La demolizione, come rilevato dal giudice a quo, comporta attività esecutive diverse da quelle finalizzate soltanto al rilascio, perciò la relativa domanda è inammissibile se avanzata nel corso di un giudizio di opposizione agli atti esecutivi nell’ambito di un processo esecutivo per rilascio.

3.1. Quest’ultimo argomento è speso in sentenza anche al fine di evidenziare come – ottenuto dal giudice dell’esecuzione il rilascio del fabbricato in comproprietà con i P. (in quanto non è contestato che con l’ordinanza del 22 gennaio 2008 il g.e. stabilì che il rilascio “potesse avvenire mediante la consegna delle chiavi alla N. oppure con il cambio forzoso della serratura”)- non vi fosse spazio, nell’ambito del processo esecutivo iniziato ai sensi degli artt. 605 e seg. c.p.c. (esecuzione per rilascio), per ordinare agli esecutati il compimento di altre attività materiali; infatti, a questo scopo la N. avrebbe dovuto agire ai sensi degli artt. 612 e seg. c.p.c.(con esecuzione per obblighi di fare).

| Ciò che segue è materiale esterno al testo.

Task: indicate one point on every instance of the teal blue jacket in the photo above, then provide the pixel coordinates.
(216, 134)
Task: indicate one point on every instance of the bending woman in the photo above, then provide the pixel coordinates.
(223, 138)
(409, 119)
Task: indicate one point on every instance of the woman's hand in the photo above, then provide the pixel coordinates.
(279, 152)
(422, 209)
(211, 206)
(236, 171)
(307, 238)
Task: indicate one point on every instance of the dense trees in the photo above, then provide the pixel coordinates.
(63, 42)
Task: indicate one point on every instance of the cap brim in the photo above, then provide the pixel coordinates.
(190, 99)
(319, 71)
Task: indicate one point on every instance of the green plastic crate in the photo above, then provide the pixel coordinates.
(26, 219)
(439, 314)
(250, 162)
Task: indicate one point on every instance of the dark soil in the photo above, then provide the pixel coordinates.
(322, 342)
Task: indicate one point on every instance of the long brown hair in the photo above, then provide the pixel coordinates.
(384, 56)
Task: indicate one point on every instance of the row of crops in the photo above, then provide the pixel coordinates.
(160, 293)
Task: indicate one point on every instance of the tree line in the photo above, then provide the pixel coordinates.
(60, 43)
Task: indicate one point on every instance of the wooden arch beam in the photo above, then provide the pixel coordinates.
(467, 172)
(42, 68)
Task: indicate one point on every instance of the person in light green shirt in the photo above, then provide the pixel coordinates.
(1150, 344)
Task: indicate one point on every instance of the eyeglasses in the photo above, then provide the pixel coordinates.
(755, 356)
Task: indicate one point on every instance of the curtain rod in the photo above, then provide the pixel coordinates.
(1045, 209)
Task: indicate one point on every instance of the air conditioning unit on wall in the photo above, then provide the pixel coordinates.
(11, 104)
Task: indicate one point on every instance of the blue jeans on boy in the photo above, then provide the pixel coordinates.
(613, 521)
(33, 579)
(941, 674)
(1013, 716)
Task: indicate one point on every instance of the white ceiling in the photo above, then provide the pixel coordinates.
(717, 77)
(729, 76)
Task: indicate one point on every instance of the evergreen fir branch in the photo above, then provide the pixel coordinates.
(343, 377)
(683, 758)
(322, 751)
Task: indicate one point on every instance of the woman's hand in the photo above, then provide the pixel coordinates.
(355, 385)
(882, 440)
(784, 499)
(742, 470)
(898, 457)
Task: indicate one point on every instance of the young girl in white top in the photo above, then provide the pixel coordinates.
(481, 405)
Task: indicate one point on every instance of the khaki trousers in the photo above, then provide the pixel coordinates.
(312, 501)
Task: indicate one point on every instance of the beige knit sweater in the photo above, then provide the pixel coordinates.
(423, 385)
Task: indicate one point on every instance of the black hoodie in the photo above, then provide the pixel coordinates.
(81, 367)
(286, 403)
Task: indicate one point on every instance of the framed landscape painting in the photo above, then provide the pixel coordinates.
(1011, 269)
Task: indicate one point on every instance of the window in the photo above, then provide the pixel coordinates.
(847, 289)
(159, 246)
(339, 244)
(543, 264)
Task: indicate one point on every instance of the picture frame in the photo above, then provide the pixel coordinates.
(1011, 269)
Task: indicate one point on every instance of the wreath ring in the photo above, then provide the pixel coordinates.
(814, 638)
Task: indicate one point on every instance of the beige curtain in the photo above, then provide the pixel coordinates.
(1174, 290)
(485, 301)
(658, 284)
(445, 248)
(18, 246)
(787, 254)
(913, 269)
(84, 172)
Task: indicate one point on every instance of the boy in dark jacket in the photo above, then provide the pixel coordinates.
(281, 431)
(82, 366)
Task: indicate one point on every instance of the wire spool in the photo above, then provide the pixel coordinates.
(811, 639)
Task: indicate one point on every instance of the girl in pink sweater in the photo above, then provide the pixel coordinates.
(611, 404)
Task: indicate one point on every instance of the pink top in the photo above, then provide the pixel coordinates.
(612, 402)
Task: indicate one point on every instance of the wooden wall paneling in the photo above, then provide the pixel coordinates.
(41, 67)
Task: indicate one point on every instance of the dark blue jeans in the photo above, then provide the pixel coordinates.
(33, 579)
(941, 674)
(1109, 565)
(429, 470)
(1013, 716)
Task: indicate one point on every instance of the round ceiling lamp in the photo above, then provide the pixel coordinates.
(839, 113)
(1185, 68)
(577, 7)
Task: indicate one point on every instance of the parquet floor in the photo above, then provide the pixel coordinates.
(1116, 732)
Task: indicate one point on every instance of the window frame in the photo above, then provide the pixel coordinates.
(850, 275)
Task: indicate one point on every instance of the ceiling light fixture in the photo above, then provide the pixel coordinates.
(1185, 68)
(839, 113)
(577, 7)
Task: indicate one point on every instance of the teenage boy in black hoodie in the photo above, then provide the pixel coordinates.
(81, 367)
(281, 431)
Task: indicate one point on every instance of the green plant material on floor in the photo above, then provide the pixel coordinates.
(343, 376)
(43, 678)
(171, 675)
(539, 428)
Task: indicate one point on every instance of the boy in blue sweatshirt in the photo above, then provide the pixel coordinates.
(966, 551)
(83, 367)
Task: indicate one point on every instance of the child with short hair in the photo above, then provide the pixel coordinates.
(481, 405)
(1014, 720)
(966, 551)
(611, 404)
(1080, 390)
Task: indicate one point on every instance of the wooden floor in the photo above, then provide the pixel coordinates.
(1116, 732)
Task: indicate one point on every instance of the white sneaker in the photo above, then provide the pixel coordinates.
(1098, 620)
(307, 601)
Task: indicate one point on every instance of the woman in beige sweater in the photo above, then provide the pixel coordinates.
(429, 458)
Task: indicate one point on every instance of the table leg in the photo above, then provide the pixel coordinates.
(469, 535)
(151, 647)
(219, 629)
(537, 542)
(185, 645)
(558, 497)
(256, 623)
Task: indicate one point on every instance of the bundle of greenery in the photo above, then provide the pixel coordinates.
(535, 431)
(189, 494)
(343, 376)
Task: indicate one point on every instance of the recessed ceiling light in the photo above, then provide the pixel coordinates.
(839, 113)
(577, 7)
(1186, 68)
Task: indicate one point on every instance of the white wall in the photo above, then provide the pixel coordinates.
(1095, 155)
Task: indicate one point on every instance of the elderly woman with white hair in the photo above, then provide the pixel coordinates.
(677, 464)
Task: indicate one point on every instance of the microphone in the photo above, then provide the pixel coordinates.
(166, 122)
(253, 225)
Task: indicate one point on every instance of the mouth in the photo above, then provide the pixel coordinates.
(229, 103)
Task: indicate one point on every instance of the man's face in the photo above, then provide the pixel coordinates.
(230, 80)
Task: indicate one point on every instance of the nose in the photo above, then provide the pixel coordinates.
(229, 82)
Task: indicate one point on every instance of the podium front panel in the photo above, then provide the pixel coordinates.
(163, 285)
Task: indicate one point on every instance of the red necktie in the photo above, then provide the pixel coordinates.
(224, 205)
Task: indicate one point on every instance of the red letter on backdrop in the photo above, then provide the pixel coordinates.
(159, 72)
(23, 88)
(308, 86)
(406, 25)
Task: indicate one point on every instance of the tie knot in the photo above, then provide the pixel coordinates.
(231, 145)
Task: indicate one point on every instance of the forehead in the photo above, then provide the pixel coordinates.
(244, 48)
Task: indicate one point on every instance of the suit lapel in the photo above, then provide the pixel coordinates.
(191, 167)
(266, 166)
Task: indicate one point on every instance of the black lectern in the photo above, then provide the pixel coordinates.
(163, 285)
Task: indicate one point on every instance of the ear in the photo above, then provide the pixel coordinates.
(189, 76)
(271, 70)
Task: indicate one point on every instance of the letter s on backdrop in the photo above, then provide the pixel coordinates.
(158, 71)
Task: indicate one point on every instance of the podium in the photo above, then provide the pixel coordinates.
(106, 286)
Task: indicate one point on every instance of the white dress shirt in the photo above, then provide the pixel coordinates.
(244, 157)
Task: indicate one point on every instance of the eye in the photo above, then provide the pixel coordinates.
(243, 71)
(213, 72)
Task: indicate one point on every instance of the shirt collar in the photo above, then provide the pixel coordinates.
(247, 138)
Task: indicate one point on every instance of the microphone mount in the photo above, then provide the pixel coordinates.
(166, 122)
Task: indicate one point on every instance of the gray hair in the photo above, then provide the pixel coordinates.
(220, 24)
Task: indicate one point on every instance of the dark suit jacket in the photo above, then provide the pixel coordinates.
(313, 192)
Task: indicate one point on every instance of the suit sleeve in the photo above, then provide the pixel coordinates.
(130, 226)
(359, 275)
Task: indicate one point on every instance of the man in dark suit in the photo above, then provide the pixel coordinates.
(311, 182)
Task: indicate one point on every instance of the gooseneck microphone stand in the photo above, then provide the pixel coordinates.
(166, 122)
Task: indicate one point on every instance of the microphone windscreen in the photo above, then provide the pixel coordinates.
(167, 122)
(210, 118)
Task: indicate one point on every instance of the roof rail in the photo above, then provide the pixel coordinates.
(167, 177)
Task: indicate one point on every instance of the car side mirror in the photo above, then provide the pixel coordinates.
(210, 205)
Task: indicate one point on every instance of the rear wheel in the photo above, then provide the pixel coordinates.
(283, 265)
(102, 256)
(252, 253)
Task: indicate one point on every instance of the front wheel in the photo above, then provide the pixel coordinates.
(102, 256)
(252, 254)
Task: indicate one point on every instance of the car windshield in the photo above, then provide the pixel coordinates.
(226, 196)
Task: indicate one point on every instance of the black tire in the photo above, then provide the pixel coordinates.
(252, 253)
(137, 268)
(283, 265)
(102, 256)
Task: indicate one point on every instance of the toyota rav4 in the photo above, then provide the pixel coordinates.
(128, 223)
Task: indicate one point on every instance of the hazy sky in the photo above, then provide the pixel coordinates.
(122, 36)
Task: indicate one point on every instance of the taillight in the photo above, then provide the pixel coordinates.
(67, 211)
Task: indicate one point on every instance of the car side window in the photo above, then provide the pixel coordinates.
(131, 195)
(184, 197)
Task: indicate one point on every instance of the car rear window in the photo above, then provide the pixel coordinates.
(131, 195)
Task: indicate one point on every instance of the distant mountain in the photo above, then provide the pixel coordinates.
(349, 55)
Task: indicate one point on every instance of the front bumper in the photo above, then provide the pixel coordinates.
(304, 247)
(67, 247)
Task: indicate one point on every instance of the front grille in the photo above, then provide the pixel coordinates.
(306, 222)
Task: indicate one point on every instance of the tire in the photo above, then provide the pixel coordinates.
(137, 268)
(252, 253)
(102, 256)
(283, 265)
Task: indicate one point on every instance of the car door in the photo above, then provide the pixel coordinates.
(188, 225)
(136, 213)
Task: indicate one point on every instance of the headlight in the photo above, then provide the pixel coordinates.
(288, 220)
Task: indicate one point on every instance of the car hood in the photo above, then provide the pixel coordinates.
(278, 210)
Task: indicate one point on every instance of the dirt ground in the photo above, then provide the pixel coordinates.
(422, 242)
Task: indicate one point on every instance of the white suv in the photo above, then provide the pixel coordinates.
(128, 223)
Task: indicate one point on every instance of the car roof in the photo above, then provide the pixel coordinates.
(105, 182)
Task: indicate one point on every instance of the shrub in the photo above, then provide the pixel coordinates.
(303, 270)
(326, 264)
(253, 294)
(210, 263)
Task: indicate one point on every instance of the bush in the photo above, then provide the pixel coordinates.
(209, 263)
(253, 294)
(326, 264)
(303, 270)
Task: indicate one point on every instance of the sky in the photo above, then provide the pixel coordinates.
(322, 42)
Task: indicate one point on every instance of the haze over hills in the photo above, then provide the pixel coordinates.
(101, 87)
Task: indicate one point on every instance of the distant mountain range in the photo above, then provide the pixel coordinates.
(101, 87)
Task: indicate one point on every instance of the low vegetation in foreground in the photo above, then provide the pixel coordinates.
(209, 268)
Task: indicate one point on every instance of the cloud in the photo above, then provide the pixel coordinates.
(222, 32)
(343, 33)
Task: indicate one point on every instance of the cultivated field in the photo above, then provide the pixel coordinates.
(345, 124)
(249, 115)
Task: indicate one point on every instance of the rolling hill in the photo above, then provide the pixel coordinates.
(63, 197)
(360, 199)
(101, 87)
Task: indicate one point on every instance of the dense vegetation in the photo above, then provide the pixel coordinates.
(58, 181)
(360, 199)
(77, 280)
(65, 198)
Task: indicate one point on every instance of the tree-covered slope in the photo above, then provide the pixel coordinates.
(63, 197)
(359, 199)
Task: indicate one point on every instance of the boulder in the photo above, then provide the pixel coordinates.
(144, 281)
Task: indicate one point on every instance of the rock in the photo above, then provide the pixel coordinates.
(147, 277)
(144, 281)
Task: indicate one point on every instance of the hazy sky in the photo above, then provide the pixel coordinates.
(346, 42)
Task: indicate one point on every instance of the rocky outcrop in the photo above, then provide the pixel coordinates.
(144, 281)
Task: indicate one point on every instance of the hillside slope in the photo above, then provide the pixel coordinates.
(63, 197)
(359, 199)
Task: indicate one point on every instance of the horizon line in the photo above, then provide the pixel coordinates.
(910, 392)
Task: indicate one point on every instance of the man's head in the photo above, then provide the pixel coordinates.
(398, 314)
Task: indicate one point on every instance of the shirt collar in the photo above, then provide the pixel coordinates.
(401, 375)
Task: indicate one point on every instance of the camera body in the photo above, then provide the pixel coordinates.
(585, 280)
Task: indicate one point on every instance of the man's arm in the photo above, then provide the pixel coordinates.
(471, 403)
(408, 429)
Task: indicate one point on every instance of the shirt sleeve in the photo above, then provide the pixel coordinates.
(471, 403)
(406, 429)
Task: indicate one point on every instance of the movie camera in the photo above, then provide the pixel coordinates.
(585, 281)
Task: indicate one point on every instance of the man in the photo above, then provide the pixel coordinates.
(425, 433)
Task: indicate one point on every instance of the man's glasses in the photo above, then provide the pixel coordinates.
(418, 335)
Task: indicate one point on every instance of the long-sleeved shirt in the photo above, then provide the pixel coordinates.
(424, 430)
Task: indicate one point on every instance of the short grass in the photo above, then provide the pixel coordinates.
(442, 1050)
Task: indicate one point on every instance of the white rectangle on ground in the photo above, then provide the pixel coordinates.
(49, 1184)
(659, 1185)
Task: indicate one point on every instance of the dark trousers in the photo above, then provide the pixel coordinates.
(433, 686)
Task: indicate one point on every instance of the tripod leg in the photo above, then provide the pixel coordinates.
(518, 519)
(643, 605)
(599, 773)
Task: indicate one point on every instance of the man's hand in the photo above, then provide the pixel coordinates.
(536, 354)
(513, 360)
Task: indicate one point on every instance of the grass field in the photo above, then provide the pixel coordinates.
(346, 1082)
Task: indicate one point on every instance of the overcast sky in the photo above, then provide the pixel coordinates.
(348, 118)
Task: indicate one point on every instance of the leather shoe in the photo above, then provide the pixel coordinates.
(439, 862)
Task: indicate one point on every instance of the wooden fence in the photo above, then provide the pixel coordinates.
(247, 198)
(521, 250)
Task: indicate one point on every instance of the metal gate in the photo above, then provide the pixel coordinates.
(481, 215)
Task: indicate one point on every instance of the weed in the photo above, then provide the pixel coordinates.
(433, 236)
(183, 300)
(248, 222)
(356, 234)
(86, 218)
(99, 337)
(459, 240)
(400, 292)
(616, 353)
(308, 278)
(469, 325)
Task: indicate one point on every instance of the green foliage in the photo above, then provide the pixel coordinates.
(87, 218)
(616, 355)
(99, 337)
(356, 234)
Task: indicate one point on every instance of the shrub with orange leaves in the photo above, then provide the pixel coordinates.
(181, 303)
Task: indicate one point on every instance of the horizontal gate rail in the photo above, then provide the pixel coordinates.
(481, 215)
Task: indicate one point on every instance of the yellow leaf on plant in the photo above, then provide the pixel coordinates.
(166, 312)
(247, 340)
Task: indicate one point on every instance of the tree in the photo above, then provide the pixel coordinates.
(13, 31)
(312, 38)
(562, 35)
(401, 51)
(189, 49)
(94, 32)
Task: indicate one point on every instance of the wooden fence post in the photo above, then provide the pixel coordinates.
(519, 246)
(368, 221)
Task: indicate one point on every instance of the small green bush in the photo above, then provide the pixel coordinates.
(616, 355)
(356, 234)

3.2. L’affermazione, oltre ad apparire astrattamente corretta in diritto, costituisce una ragione idonea a sorreggere da sola la decisione del Tribunale di inammissibilità di ogni altra pretesa esecutiva (diversa da quella già soddisfatta con la consegna delle chiavi od il cambio della serratura) invocata dalla creditrice opponente nei confronti degli esecutati P., con riferimento al fabbricato edificato da costoro su una porzione del fondo in comproprietà con la N.. Infatti, anche a voler ritenere la domanda di rilascio non abbandonata, essa -secondo l’impostazione del Tribunale – non avrebbe potuto condurre ad alcun ulteriore risultato utile per la creditrice, poichè, per costringere i P. al compimento di altre attività, ella avrebbe dovuto agire ai sensi degli artt. 612 e seg. c.p.c..

Per questo aspetto, la sentenza non è specificamente censurata.

La mancata censura di tale ulteriore ed autonoma ratio decidendi comporta l’inammissibilità per carenza di interesse (cfr. Cass. S.U. n. 7931/13 e numerose altre) delle doglianze concernenti la presunzione di abbandono della domanda di rilascio.

In conclusione, il ricorso va rigettato.

Non vi è luogo a provvedere sulle spese del giudizio di cassazione perchè gli intimati non si sono difesi.

Ai sensi del D.P.R. n. 115 del 2002, art. 13, comma 1 quater, si dà atto che sussistono i presupposti per il versamento, da parte della ricorrente, dell’ulteriore importo a titolo di contributo unificato pari a quello dovuto per il ricorso, a norma dello stesso art. 13, comma 1 bis.

PQM

 

La Corte rigetta il ricorso. Nulla sulle spese.

Ai sensi del D.P.R. n. 115 del 2002, art. 13, comma 1 quater, inserito dalla L. n. 228 del 2012, art. 1, comma 17, dà atto della sussistenza dei presupposti per il versamento, da parte della ricorrente, dell’ulteriore importo a titolo di contributo unificato pari a quello dovuto per il ricorso, a norma dello stesso art. 13, comma 1 bis.

Così deciso in Roma, il 12 luglio 2017.